When the Internal Revenue Service released the new tax withholding tables in January, payroll companies, bookkeepers and human resources departments made those changes in their payroll systems. The withholding tables incorporated some of the changes made in the federal tax bill, including the new standard deduction, elimination of the personal exemptions and the new tax brackets. And because of this, many workers saw large changes in their paychecks, but this was based on wages only.
The new withholding tables could result in you seeing a big surprise next April—either a much larger refund than expected or, worse, that you owe money. So to avoid those surprises, you might want to fill out a new W-4 form to adjust your withholding.
The problem is that this form can be complicated to fill out, especially if you don’t know all of the tax rules. The general rule is that the fewer allowances you enter, the more taxes are withheld throughout the year. The bigger the number of allowances means fewer taxes are withheld and will result in a smaller refund or perhaps a tax bill or penalty. But how do you know what to put down?
Thankfully, the IRS has a new withholding calculator that can help you determine whether you are over- or under-withholding.

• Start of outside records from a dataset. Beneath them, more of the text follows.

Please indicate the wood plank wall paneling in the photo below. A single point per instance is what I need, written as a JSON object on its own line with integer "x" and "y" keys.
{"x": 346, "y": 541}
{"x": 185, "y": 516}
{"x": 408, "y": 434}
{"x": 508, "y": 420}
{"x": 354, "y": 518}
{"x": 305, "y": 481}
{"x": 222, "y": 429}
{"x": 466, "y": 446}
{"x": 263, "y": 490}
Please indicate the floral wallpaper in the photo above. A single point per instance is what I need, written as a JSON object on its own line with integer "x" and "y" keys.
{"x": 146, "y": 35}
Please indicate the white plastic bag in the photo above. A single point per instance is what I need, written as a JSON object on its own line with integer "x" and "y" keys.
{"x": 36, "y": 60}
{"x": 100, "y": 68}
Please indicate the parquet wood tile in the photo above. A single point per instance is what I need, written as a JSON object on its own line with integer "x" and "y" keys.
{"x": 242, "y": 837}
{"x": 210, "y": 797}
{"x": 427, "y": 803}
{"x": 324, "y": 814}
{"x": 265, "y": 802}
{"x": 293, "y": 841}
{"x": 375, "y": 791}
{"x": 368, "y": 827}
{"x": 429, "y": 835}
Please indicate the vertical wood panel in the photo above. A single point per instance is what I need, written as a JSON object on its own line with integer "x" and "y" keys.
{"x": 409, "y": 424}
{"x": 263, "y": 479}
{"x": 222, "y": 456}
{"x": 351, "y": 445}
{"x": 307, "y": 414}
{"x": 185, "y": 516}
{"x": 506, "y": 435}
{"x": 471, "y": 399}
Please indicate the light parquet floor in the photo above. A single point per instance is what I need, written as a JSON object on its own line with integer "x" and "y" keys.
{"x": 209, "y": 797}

Taxpayers who may want to double-check their paycheck include:
- Two income families, people with two or more jobs throughout the year, or people who only work for part of the year;
- Taxpayers with children who may qualify for the Child Tax Credit;
- People who itemized in 2017 (who may no longer be able to itemize); and
- High-income earners, people who have businesses, or other taxpayers who will have more complicated returns.
Some people like getting a large tax refund every year. Others like seeing bigger paychecks, even if they may mean a higher tax bill come April. Personally, my goal is to result in a refund (or payment) as close to $0 as possible. I admit that I’m not always that successful, but using the calculator helps get me closer.

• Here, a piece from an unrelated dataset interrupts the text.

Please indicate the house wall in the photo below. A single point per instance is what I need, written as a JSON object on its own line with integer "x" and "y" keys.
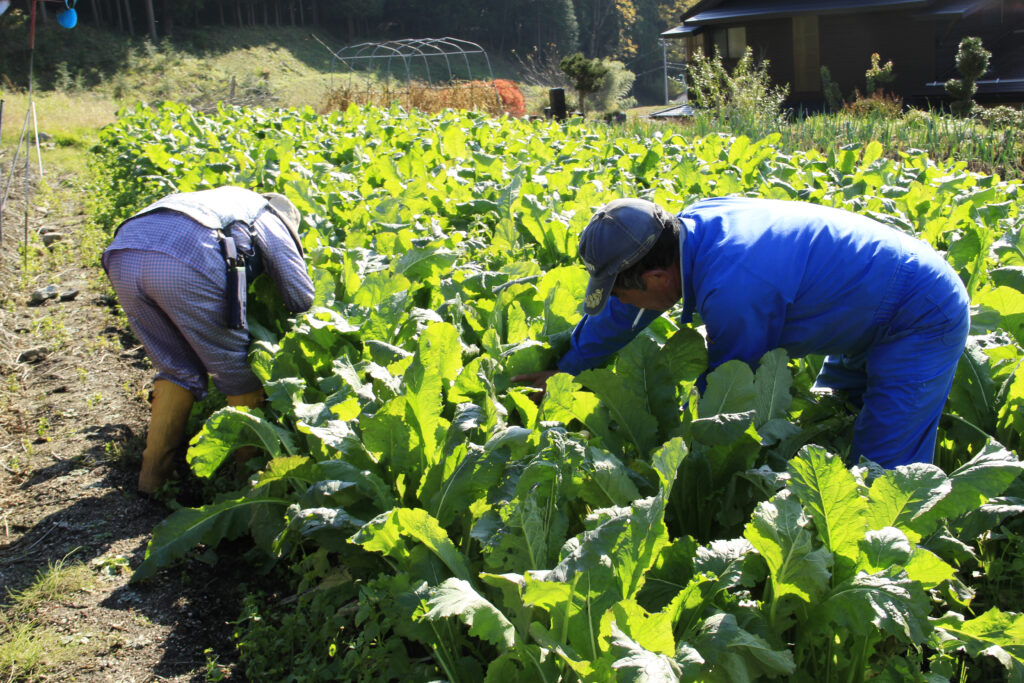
{"x": 922, "y": 50}
{"x": 848, "y": 41}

Also, if you haven’t done your taxes for 2017 yet, be sure to check out our Money Back in Michigan tax credit guide.
(A COMMENT ON TAX FAIRNESS: While your paychecks may be going up now and you may be thinking that the federal tax plan is not so bad, remember that you could be seeing a tax hike by 2027 in order to pay for significant permanent corporate tax cuts. Also know that the tax plan changes that are giving some of you a few hundred dollars back this year are saving millionaires around $60,000 annually. The tax plan’s benefits are not all bad…yet—they’re just not at all fair.)